A opinião de José Carlos Ferreira.

A eleição do Papa Leão XIV marca o início de um novo ciclo na liderança espiritual de mais de mil milhões de católicos. A sua chegada ao trono de Pedro surge pouco tempo depois da morte do Papa Francisco, cuja voz firme em defesa dos pobres, da justiça social e da ecologia marcou profundamente a Igreja e o mundo. O legado de Francisco ainda ecoa, mas hoje, perante um novo pontífice, é oportuno recordar um outro momento decisivo: a publicação da encíclica Rerum Novarum, de Leão XIII, em 1891.

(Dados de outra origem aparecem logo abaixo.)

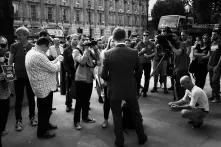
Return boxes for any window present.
[13,3,19,20]
[48,7,53,22]
[31,5,37,21]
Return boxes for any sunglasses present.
[0,44,7,48]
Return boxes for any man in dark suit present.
[101,28,147,147]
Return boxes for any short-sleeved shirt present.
[136,41,154,63]
[183,85,209,111]
[209,40,221,66]
[174,42,189,72]
[10,42,34,78]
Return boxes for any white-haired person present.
[25,37,63,139]
[99,36,115,129]
[8,27,37,131]
[168,76,209,128]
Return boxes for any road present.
[2,76,221,147]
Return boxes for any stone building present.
[13,0,147,38]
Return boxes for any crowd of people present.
[0,23,221,147]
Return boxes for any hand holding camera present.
[57,55,64,62]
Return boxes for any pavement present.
[2,76,221,147]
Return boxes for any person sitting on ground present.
[168,76,209,128]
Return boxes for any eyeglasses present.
[0,43,7,48]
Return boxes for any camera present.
[83,40,97,47]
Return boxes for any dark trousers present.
[74,81,93,124]
[14,78,35,120]
[0,98,9,134]
[174,71,189,100]
[103,86,110,120]
[65,73,76,108]
[194,63,208,89]
[110,96,145,144]
[208,66,221,100]
[137,62,151,93]
[37,92,53,135]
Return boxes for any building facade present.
[13,0,147,38]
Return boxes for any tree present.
[192,0,212,24]
[151,0,185,29]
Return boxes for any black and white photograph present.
[0,0,221,147]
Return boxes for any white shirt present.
[183,85,209,111]
[46,45,64,59]
[25,47,60,98]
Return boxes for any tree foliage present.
[186,0,221,23]
[151,0,185,29]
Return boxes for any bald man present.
[168,76,209,128]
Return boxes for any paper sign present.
[1,65,15,81]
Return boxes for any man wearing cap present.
[136,31,155,97]
[208,24,221,103]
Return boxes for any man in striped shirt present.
[25,37,63,138]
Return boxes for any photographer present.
[168,33,189,99]
[151,28,171,94]
[168,75,209,128]
[135,31,154,97]
[72,36,99,130]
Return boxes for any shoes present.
[98,96,104,104]
[74,123,82,130]
[47,123,58,130]
[15,120,23,132]
[139,135,147,145]
[101,120,108,129]
[30,117,38,127]
[150,87,158,93]
[192,122,203,129]
[37,132,56,139]
[83,117,96,123]
[66,107,73,112]
[163,88,169,94]
[211,99,220,103]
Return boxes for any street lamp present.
[184,4,190,30]
[88,0,91,39]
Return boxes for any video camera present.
[157,34,176,54]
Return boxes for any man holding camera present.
[135,31,155,97]
[72,36,99,130]
[101,28,147,147]
[168,76,209,128]
[25,37,63,139]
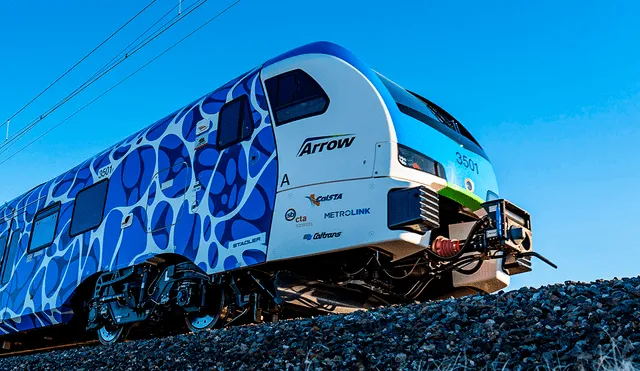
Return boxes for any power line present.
[0,0,242,165]
[0,0,207,155]
[0,0,156,134]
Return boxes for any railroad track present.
[0,340,100,358]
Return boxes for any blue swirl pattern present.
[0,68,277,334]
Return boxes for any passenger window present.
[2,230,20,284]
[27,203,60,254]
[265,70,329,126]
[69,179,109,237]
[217,95,253,150]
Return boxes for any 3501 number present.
[456,152,480,175]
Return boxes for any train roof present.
[0,41,393,218]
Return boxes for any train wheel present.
[98,326,125,345]
[185,287,226,332]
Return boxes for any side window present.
[27,202,60,254]
[265,70,329,125]
[69,179,109,237]
[217,95,253,150]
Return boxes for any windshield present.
[376,72,482,150]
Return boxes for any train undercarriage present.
[3,199,553,349]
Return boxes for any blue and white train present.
[0,42,552,344]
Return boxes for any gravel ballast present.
[0,277,640,371]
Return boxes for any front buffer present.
[388,186,556,292]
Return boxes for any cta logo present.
[324,207,371,219]
[284,209,313,228]
[298,134,356,157]
[302,232,342,241]
[284,209,297,222]
[305,193,342,206]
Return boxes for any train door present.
[0,219,21,320]
[147,161,191,237]
[199,71,278,272]
[0,219,11,286]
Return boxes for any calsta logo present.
[298,134,356,157]
[305,193,342,206]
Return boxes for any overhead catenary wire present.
[0,0,207,155]
[0,0,156,133]
[63,3,184,113]
[0,0,242,165]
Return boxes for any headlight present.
[398,144,447,179]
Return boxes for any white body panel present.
[261,48,509,291]
[261,54,395,191]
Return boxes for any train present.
[0,42,550,348]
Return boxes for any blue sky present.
[0,0,640,288]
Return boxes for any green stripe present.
[438,182,484,211]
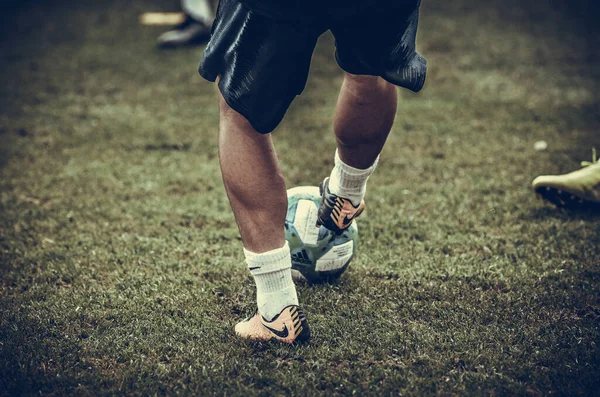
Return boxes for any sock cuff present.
[244,241,292,275]
[335,149,379,176]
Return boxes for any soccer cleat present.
[235,305,310,343]
[531,149,600,209]
[317,178,365,233]
[156,16,211,48]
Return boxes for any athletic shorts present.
[198,0,427,134]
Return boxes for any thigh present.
[199,0,322,133]
[331,0,427,91]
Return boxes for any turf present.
[0,0,600,396]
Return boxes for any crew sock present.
[329,150,379,207]
[244,241,298,321]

A Rerum Novarum foi mais do que uma resposta às tensões sociais da Revolução Industrial. Foi um ato de coragem intelectual e espiritual. Numa época em que a exploração dos trabalhadores convivia com o medo do socialismo revolucionário, Leão XIII ofereceu uma visão alternativa: uma doutrina social católica enraizada na dignidade humana, na justiça e na solidariedade. Defendeu o direito à propriedade, mas alertou para os seus limites; reconheceu a legitimidade dos sindicatos e apelou à intervenção do Estado em defesa dos mais vulneráveis.

Essa tradição de pensamento – crítica, comprometida e profundamente humana – continuou a crescer no século XX e encontrou no Papa Francisco uma voz particularmente audível. Encíclicas como Laudato Si e Fratelli Tutti retomaram o espírito da Rerum Novarum e trouxeram-no para os desafios do presente: a crise ecológica, a globalização da indiferença, a exclusão dos deserdados.

A escolha de Leão XIV suscita naturalmente enorme expectativa sobre como irá posicionar-se perante os grandes desafios contemporâneos. Numa época de novas “coisas novas”, muitos esperam que o Papa, que acaba de ser eleito, saiba, como Leão XIII e Francisco, ler os sinais dos tempos com sabedoria evangélica e coragem profética.